The Postgraduate Committee was created to coordinate the organization of joint panels, production of podcasts, general social media presence, and promote peer-to-peer exchange. The goal is to increase the visibility of these infrastructures while initiating conversations on interdisciplinary work, necessary skills, and acknowledging the need to reform university curricula in the medieval context and thus contribute to an overarching perspective towards current debates on the profiling of disciplines in the humanities between traditional and innovative/alternative requirements.
Current Members
Giulia D’Agostino is a doctoral candidate in Germanic Philology and Digital Humanities at the University of Verona, Italy. Her PhD project consists of a synoptic digital edition of the three versions of the Alexanderlied, based on a TEI encoding of textual units. She is also a research associate in Computer Philology and Medieval Studies at the Technische Universität Darmstadt, Germany. She holds a MA in Linguistics from the University of Pavia, Italy, and a Postgraduate Certificate in Digital Humanities from University College London. She enjoys working on text and image annotation, historical linguistics and manuscript studies. (2025–)

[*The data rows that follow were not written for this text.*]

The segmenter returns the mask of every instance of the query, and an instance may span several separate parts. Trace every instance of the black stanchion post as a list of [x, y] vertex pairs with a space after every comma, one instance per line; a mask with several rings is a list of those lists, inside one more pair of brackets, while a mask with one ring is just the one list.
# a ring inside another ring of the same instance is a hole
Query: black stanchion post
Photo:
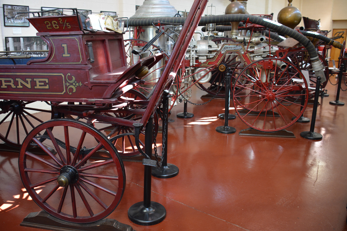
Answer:
[[[303, 95], [301, 97], [301, 106], [300, 107], [300, 111], [303, 109], [304, 108], [304, 105], [305, 105], [305, 95], [306, 94], [306, 90], [304, 89], [303, 91]], [[293, 116], [291, 118], [292, 120], [294, 120], [296, 118], [296, 116]], [[307, 117], [305, 117], [305, 116], [302, 115], [300, 116], [298, 120], [296, 121], [297, 122], [299, 123], [308, 123], [310, 122], [310, 119], [307, 118]]]
[[219, 126], [216, 128], [216, 131], [220, 133], [230, 134], [235, 133], [236, 130], [235, 127], [228, 126], [229, 106], [230, 103], [230, 86], [231, 85], [231, 75], [230, 68], [227, 69], [225, 74], [225, 111], [224, 113], [224, 126]]
[[337, 92], [336, 92], [336, 99], [335, 101], [330, 101], [329, 103], [333, 105], [342, 106], [345, 105], [343, 102], [339, 101], [340, 98], [340, 89], [341, 88], [341, 82], [342, 82], [342, 76], [343, 75], [344, 65], [341, 63], [340, 66], [340, 71], [339, 72], [339, 84], [337, 85]]
[[183, 119], [186, 119], [188, 118], [192, 118], [194, 117], [194, 114], [187, 112], [187, 106], [188, 104], [188, 102], [187, 100], [184, 100], [184, 105], [183, 108], [183, 112], [180, 112], [177, 113], [176, 115], [178, 118], [181, 118]]
[[158, 178], [171, 178], [178, 174], [178, 168], [175, 165], [168, 163], [168, 127], [169, 123], [169, 91], [164, 91], [163, 98], [163, 143], [161, 165], [153, 167], [152, 176]]
[[317, 140], [321, 140], [323, 137], [320, 133], [314, 132], [314, 125], [316, 123], [316, 116], [317, 115], [317, 108], [318, 106], [318, 98], [319, 97], [319, 88], [321, 86], [321, 77], [317, 77], [316, 83], [316, 91], [314, 93], [314, 101], [313, 102], [313, 108], [312, 109], [312, 118], [311, 119], [311, 127], [310, 131], [303, 132], [300, 135], [305, 139]]
[[[145, 157], [149, 160], [143, 161], [145, 165], [143, 186], [143, 201], [134, 204], [128, 211], [128, 217], [135, 224], [141, 225], [152, 225], [160, 223], [165, 219], [166, 210], [161, 204], [151, 201], [152, 186], [152, 164], [155, 161], [150, 160], [152, 156], [153, 138], [153, 116], [148, 121], [146, 125], [145, 133]], [[139, 128], [135, 127], [135, 136], [139, 134]], [[138, 149], [139, 147], [138, 140], [136, 142]], [[146, 163], [146, 162], [147, 163]]]

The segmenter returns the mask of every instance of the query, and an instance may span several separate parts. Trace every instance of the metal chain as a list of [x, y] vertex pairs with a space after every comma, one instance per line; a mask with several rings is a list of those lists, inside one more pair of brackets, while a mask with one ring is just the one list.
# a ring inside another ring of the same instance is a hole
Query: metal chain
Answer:
[[[337, 85], [338, 84], [338, 83], [339, 83], [339, 82], [338, 82], [338, 82], [337, 83], [335, 83], [335, 84], [333, 84], [331, 82], [331, 81], [330, 81], [330, 78], [329, 78], [329, 82], [330, 82], [330, 83], [331, 84], [331, 85], [333, 85], [333, 86], [335, 86]], [[345, 84], [345, 86], [347, 86], [347, 84], [346, 84], [346, 77], [345, 77], [344, 75], [344, 83]], [[342, 89], [342, 87], [340, 87], [340, 89], [342, 91], [347, 91], [347, 88], [346, 88], [345, 90], [344, 90], [343, 89]]]
[[[345, 86], [347, 86], [347, 85], [346, 84], [346, 77], [345, 76], [345, 75], [344, 75], [343, 77], [344, 77], [344, 83], [345, 84]], [[347, 91], [347, 88], [346, 88], [345, 90], [344, 90], [343, 89], [342, 89], [342, 87], [340, 87], [340, 89], [341, 89], [341, 90], [342, 91]]]
[[281, 102], [280, 102], [280, 101], [278, 101], [278, 99], [277, 99], [277, 97], [276, 97], [276, 101], [277, 101], [277, 102], [278, 102], [279, 103], [279, 104], [281, 104], [281, 105], [283, 105], [283, 106], [290, 106], [291, 105], [292, 105], [292, 104], [295, 104], [295, 103], [297, 103], [297, 102], [298, 101], [299, 101], [299, 98], [300, 98], [300, 97], [298, 97], [298, 98], [297, 98], [294, 101], [294, 102], [293, 102], [293, 103], [289, 103], [289, 104], [282, 104], [282, 103], [281, 103]]
[[164, 149], [165, 148], [165, 142], [166, 141], [166, 127], [167, 126], [167, 117], [168, 116], [167, 114], [166, 113], [163, 113], [163, 118], [162, 119], [163, 121], [164, 121], [164, 126], [162, 127], [163, 131], [162, 133], [162, 136], [163, 137], [163, 143], [162, 145], [162, 149], [161, 149], [161, 159], [160, 160], [160, 162], [159, 161], [159, 159], [158, 158], [158, 152], [157, 150], [156, 147], [156, 139], [155, 138], [156, 134], [155, 134], [155, 125], [154, 123], [153, 123], [153, 145], [154, 146], [154, 156], [155, 158], [155, 161], [156, 161], [157, 166], [158, 167], [161, 167], [163, 163], [163, 157], [164, 156]]
[[337, 84], [339, 83], [337, 82], [336, 83], [335, 83], [335, 84], [334, 84], [333, 83], [332, 83], [331, 82], [331, 81], [330, 80], [330, 77], [331, 77], [332, 76], [334, 76], [333, 75], [332, 75], [329, 77], [329, 82], [330, 82], [330, 83], [331, 83], [331, 85], [332, 85], [333, 86], [335, 86], [335, 85], [337, 85]]
[[[222, 83], [222, 85], [221, 86], [222, 86], [225, 83], [225, 78], [224, 78], [224, 80], [223, 81], [223, 82]], [[196, 83], [195, 83], [195, 86], [196, 86], [197, 87], [197, 86], [196, 85]], [[200, 88], [198, 87], [198, 87], [198, 88], [199, 88], [200, 90], [202, 90], [203, 91], [204, 91], [204, 90], [203, 89], [202, 89], [201, 88]], [[188, 99], [187, 99], [186, 98], [186, 97], [185, 97], [183, 96], [183, 95], [182, 94], [182, 93], [181, 93], [180, 92], [180, 91], [179, 91], [179, 89], [178, 90], [178, 93], [179, 93], [179, 94], [180, 95], [181, 95], [181, 96], [184, 99], [184, 100], [185, 100], [185, 101], [187, 101], [187, 102], [188, 102], [188, 103], [189, 103], [189, 104], [193, 104], [193, 105], [196, 105], [198, 106], [199, 105], [204, 105], [205, 104], [207, 104], [208, 103], [209, 103], [210, 102], [211, 102], [211, 101], [212, 101], [212, 100], [214, 99], [215, 97], [217, 97], [217, 95], [218, 95], [218, 94], [220, 92], [221, 90], [222, 90], [222, 88], [222, 88], [222, 87], [221, 87], [220, 88], [219, 88], [219, 90], [216, 93], [216, 94], [215, 95], [214, 95], [214, 96], [213, 96], [212, 97], [212, 98], [211, 98], [211, 99], [209, 100], [208, 101], [206, 101], [206, 102], [205, 102], [205, 103], [203, 103], [202, 104], [196, 104], [196, 103], [193, 103], [193, 102], [191, 102], [191, 101], [189, 101], [189, 100], [188, 100]]]

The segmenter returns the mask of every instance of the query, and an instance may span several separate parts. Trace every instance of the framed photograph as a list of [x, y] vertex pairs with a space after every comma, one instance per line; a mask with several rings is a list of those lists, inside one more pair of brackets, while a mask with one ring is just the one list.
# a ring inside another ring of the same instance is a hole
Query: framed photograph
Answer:
[[[52, 8], [52, 7], [41, 7], [41, 11], [45, 10], [51, 10], [56, 8]], [[42, 16], [59, 16], [62, 15], [63, 14], [62, 9], [57, 10], [52, 10], [49, 12], [42, 12]]]
[[48, 50], [47, 44], [40, 36], [5, 37], [6, 50], [17, 52], [13, 54], [20, 54], [22, 51], [31, 51], [29, 54], [34, 56], [47, 56], [48, 52], [35, 51]]
[[91, 15], [92, 14], [92, 10], [79, 10], [78, 9], [77, 9], [77, 11], [78, 11], [79, 12], [83, 12], [84, 11], [87, 11], [87, 10], [88, 11], [89, 11], [89, 12], [88, 12], [88, 15]]
[[101, 11], [100, 13], [103, 13], [105, 15], [110, 16], [116, 16], [117, 15], [117, 12], [113, 12], [111, 11]]
[[29, 13], [21, 13], [29, 11], [29, 7], [25, 6], [2, 4], [3, 21], [5, 26], [29, 26]]

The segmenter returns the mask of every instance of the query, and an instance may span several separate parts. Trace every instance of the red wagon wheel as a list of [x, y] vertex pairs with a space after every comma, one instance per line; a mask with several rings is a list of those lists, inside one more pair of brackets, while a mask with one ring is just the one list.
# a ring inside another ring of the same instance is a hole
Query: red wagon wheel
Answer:
[[252, 128], [265, 132], [284, 129], [305, 110], [307, 83], [300, 70], [290, 62], [276, 58], [259, 60], [246, 66], [238, 79], [238, 82], [246, 83], [234, 86], [234, 89], [239, 89], [234, 92], [234, 105], [236, 109], [248, 110], [242, 113], [236, 110], [240, 118]]
[[[319, 54], [318, 55], [319, 60], [322, 62], [324, 67], [323, 71], [327, 79], [325, 82], [322, 83], [322, 86], [324, 88], [327, 86], [329, 79], [329, 65], [322, 55]], [[314, 71], [312, 70], [312, 63], [307, 50], [302, 49], [290, 52], [287, 54], [284, 59], [292, 62], [301, 71], [308, 71], [310, 77], [310, 87], [315, 88], [317, 79], [314, 74]], [[314, 91], [310, 92], [309, 95], [310, 98], [314, 96]]]
[[[45, 132], [47, 135], [40, 135]], [[33, 146], [47, 155], [31, 152]], [[93, 158], [101, 149], [112, 159]], [[49, 121], [29, 133], [19, 163], [22, 181], [33, 199], [51, 215], [69, 222], [88, 223], [107, 216], [118, 205], [125, 186], [124, 166], [110, 141], [95, 128], [70, 119]]]
[[40, 109], [40, 103], [12, 100], [0, 102], [0, 139], [8, 144], [20, 148], [32, 129], [52, 118], [52, 110]]

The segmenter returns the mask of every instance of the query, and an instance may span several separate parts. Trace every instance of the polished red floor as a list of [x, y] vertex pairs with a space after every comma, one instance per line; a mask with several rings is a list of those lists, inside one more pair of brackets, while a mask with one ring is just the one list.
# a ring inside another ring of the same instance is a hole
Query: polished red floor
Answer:
[[[125, 193], [108, 218], [138, 231], [347, 230], [347, 105], [329, 105], [337, 88], [330, 83], [327, 88], [330, 96], [320, 98], [317, 112], [315, 131], [323, 136], [319, 141], [300, 136], [310, 123], [289, 127], [295, 138], [239, 135], [247, 127], [238, 118], [229, 122], [236, 133], [218, 133], [223, 100], [189, 105], [194, 115], [189, 119], [177, 118], [183, 104], [175, 106], [169, 117], [175, 122], [169, 125], [168, 162], [179, 173], [152, 180], [152, 200], [165, 206], [166, 218], [149, 226], [128, 219], [129, 208], [143, 199], [144, 167], [134, 162], [124, 163]], [[194, 102], [207, 101], [200, 99], [200, 90], [193, 94]], [[347, 104], [346, 92], [340, 100]], [[312, 108], [304, 115], [311, 118]], [[0, 158], [1, 230], [38, 230], [19, 226], [40, 209], [23, 189], [17, 153], [2, 152]]]

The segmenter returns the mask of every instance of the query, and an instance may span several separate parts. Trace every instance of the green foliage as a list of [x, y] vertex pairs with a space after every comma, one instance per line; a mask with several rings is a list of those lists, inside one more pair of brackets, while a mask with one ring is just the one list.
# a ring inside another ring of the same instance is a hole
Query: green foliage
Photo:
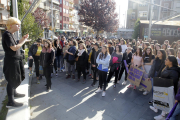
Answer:
[[6, 104], [8, 103], [8, 98], [7, 96], [5, 97], [5, 100], [2, 102], [2, 108], [0, 111], [0, 120], [6, 120], [6, 115], [8, 112], [8, 108], [6, 108]]
[[[18, 13], [19, 19], [21, 20], [25, 15], [26, 11], [29, 9], [30, 4], [28, 1], [18, 0]], [[39, 37], [43, 36], [43, 30], [35, 21], [34, 16], [31, 13], [28, 13], [26, 18], [21, 23], [22, 36], [29, 34], [29, 39], [32, 39], [31, 42], [26, 43], [28, 48], [35, 42]]]
[[133, 39], [137, 39], [139, 36], [139, 29], [140, 29], [139, 22], [140, 19], [138, 18], [134, 26], [134, 33], [132, 35]]

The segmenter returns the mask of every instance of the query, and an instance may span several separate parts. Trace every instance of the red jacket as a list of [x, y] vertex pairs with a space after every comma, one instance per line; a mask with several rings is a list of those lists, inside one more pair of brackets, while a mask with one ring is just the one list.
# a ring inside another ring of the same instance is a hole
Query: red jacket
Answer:
[[61, 47], [63, 49], [63, 47], [64, 47], [63, 45], [65, 45], [65, 42], [64, 41], [62, 42], [62, 40], [60, 40], [60, 45], [61, 45]]

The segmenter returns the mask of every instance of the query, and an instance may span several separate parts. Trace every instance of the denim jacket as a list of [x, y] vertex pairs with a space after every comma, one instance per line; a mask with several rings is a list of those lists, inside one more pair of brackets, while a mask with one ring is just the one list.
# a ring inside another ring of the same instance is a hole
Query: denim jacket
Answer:
[[103, 58], [101, 60], [101, 59], [99, 59], [100, 54], [102, 54], [102, 53], [99, 53], [99, 55], [98, 55], [98, 57], [96, 59], [96, 63], [98, 64], [98, 66], [100, 64], [102, 64], [102, 69], [107, 69], [109, 67], [109, 62], [110, 62], [110, 59], [111, 59], [111, 55], [108, 54], [105, 59]]

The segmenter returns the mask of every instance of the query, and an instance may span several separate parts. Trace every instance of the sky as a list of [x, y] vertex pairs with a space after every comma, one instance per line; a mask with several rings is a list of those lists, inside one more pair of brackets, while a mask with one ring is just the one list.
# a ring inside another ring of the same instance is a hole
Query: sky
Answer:
[[115, 0], [115, 2], [116, 2], [116, 13], [118, 13], [119, 15], [118, 17], [120, 17], [119, 20], [120, 27], [124, 27], [124, 23], [126, 24], [128, 0]]

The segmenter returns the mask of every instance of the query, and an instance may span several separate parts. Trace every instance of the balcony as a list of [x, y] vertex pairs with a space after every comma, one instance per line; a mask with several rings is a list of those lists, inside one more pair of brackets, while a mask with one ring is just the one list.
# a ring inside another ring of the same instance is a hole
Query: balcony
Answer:
[[5, 25], [7, 20], [0, 19], [0, 25]]
[[4, 4], [0, 4], [0, 10], [4, 10]]

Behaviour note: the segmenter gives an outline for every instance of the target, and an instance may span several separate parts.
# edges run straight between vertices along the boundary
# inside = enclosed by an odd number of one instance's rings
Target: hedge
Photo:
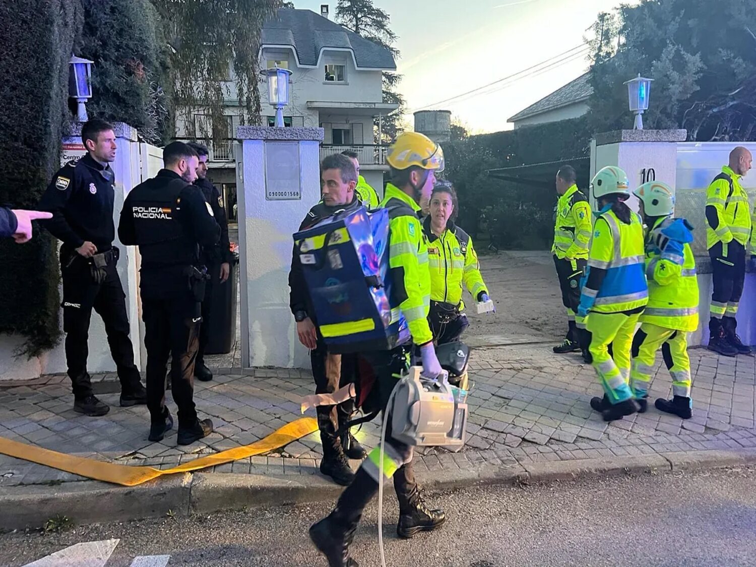
[[[0,203],[33,208],[60,166],[68,120],[68,60],[82,25],[79,0],[0,2]],[[57,242],[36,227],[30,243],[0,241],[0,332],[28,337],[34,355],[59,338]]]

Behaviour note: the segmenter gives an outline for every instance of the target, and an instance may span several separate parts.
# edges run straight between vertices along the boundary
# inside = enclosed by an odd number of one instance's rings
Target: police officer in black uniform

Barbara Denicolò is a historian and philologist specializing in medieval and early modern history, and food studies. She studied History, German Studies, and Latin at the University of Innsbruck and further pursued postgraduate training in Archival Studies, Paleography, and Diplomatics at the Italian State Archives in Bolzano. Additionally, she holds a Master’s degree in Gastrosophical Sciences from the University of Salzburg. Her dissertation focused on manuscript German recipe collections from the 14th to the 17thcentury, analyzing them as sources for cultural and knowledge history through discourse analysis and making a digital edition and semantic annotation. Currently, she is a postdoctoral researcher at the University of Salzburg. Her project SiCPAS – Sigmund of Tyrol’s Court. Practices – Actors – Spaces examines the court of Sigmund of Habsburg-Tyrol from an actor-centered perspective, integrating computational approaches such as and Named Entity Recognition and Event Annotation analyze inventories and account books. (2025–)
Sebastian Dows-Miller is a doctoral student in Medieval and Modern Languages at the University of Oxford, where he previously completed his BA and MSt. His research interests centre around the manuscript transmission of short texts, with a particular interest in those written in Old French. His doctoral thesis focusses on a fourteenth-century manuscript collection (BnF fr. 24432), taking a mixed-method approach to questions both of transmission, and also the thematic interactions between texts contained in the same manuscript, which involves the use of data-driven and statistical approaches. He enjoys teaching at undergraduate level, holding lectureships at both Hertford and Merton colleges, and occasionally tweets at @dowsmillerseb. (2022–)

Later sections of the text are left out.